Cabe ressaltar que nenhum dos integrantes das atuais polícias civis ou militares ou corpos de bombeiros militares, sofrerão qualquer tipo de prejuízo remuneratório ou funcional. Muito pelo contrário, garantida a irredutibilidade de vencimentos ou subsídios, com o enxugamento das estruturas vigentes, possibilitará ao Estado a necessária revisão remuneratória a maior.

Aliado a esse fato, a revisão remuneratória estará garantida pela também previsão da criação de fundo nacional, estadual e municipal de segurança pública, onde a União, os Estados e os Municípios destinarão percentual da sua arrecadação para esse fim, e manutenção do fundo constitucional para o Distrito Federal, que passará a ser exclusivamente para a segurança pública.

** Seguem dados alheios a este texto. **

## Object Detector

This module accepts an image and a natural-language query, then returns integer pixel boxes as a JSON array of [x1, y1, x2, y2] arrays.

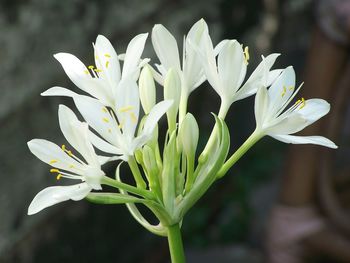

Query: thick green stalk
[[217, 130, 264, 179], [101, 176, 154, 200], [168, 224, 185, 263], [128, 156, 146, 189]]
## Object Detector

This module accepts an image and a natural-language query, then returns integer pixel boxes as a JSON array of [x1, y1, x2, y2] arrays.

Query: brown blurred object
[[267, 20, 350, 263]]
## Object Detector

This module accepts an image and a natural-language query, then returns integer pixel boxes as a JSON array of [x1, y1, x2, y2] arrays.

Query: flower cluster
[[28, 19, 336, 236]]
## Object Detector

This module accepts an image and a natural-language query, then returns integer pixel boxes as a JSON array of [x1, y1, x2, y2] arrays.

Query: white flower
[[41, 34, 148, 109], [255, 67, 337, 148], [152, 19, 208, 97], [28, 105, 105, 215], [74, 94, 172, 161], [191, 34, 281, 111]]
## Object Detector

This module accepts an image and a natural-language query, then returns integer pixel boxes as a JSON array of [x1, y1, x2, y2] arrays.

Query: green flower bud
[[164, 68, 181, 132], [178, 113, 199, 156], [139, 65, 156, 114]]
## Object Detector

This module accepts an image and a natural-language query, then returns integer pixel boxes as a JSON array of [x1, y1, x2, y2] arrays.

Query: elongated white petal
[[89, 131, 123, 155], [122, 33, 148, 78], [28, 183, 91, 215], [74, 96, 121, 145], [235, 54, 281, 101], [269, 66, 295, 115], [40, 86, 79, 98], [254, 86, 269, 128], [115, 78, 140, 139], [152, 24, 181, 71], [142, 100, 173, 134], [218, 40, 247, 101], [94, 35, 121, 89], [27, 139, 84, 175], [297, 99, 330, 125], [271, 135, 338, 149], [58, 105, 100, 167], [182, 19, 208, 94]]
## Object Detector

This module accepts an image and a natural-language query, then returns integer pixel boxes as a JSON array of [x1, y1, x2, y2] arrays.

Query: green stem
[[168, 224, 185, 263], [216, 130, 264, 179], [128, 156, 146, 189], [202, 100, 231, 157], [101, 176, 154, 200]]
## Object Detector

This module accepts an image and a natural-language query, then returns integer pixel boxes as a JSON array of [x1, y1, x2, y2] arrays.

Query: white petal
[[58, 105, 100, 167], [40, 86, 79, 98], [152, 24, 181, 71], [115, 78, 140, 138], [269, 66, 295, 115], [235, 54, 281, 101], [94, 35, 120, 91], [218, 40, 247, 98], [254, 86, 269, 128], [89, 131, 123, 155], [296, 99, 330, 125], [142, 100, 173, 134], [28, 183, 91, 215], [122, 33, 148, 78], [27, 139, 84, 175], [271, 135, 338, 149], [74, 96, 121, 145]]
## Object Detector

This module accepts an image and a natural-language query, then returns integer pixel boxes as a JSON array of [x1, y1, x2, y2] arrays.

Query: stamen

Desta sorte, acreditamos que, com esta proposta de emenda constitucional, enfrentaremos as principais mazelas que assolam as nossas atuais instituições policiais.

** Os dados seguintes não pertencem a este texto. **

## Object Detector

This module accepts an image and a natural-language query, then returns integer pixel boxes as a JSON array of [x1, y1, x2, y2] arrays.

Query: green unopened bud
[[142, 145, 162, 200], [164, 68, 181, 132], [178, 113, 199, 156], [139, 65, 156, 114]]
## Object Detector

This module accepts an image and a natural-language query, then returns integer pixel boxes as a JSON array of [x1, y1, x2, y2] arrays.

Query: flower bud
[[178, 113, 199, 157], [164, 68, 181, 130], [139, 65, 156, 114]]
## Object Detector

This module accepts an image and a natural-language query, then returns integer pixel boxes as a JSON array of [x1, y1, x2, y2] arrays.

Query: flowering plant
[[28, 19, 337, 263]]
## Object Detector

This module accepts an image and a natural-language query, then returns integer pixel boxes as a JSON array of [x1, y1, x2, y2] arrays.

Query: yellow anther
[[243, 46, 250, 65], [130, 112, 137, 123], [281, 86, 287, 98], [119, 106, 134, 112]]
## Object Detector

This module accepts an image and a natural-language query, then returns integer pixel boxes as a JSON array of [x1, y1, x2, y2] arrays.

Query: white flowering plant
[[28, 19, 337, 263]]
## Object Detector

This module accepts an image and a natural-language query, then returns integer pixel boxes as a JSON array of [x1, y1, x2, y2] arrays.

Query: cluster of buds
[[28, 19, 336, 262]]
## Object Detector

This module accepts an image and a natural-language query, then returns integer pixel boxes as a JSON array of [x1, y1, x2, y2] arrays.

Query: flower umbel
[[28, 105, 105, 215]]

A primeira e mais grave é dissonância das polícias na execução de ações que, por falta de comunicação, planejamento e comando único, acabam por se sobreporem, se anularem, despenderem esforços duplicados ou, o que é pior, rivalizarem-se;

A segunda é a duplicidade das estruturas físicas e de equipamentos, fatores que demandam custeio e investimento dobrados, se refletindo em verdadeiro desperdício de dinheiro público, em especial em uma área tão carente de recursos que é a segurança pública.

A terceira, por fim, se reflete nos constantes conflitos entre as polícias, seja de ordem laboral, onde uma invade a área de atuação da outra e nenhuma das duas acaba por atuar de forma eficiente; ou relativa aos constantes conflitos externos, até mesmo no interior desta Casa, onde

Interesses corporativistas impedem o avanço da legislação necessária à melhoria dos instrumentos de atuação do Estado contra o crime.

Portanto, a modificação proposta nos parece se revelar em um modelo voltado para eficiência dos organismos responsáveis pele segurança pública, necessário à resposta ao clamor da sociedade brasileira por um País com menos crimes e livre de impunidade.

À vista do exposto, peço o apoio aos ilustres Deputados e Senadores a presente Proposta de Emenda à Constituição.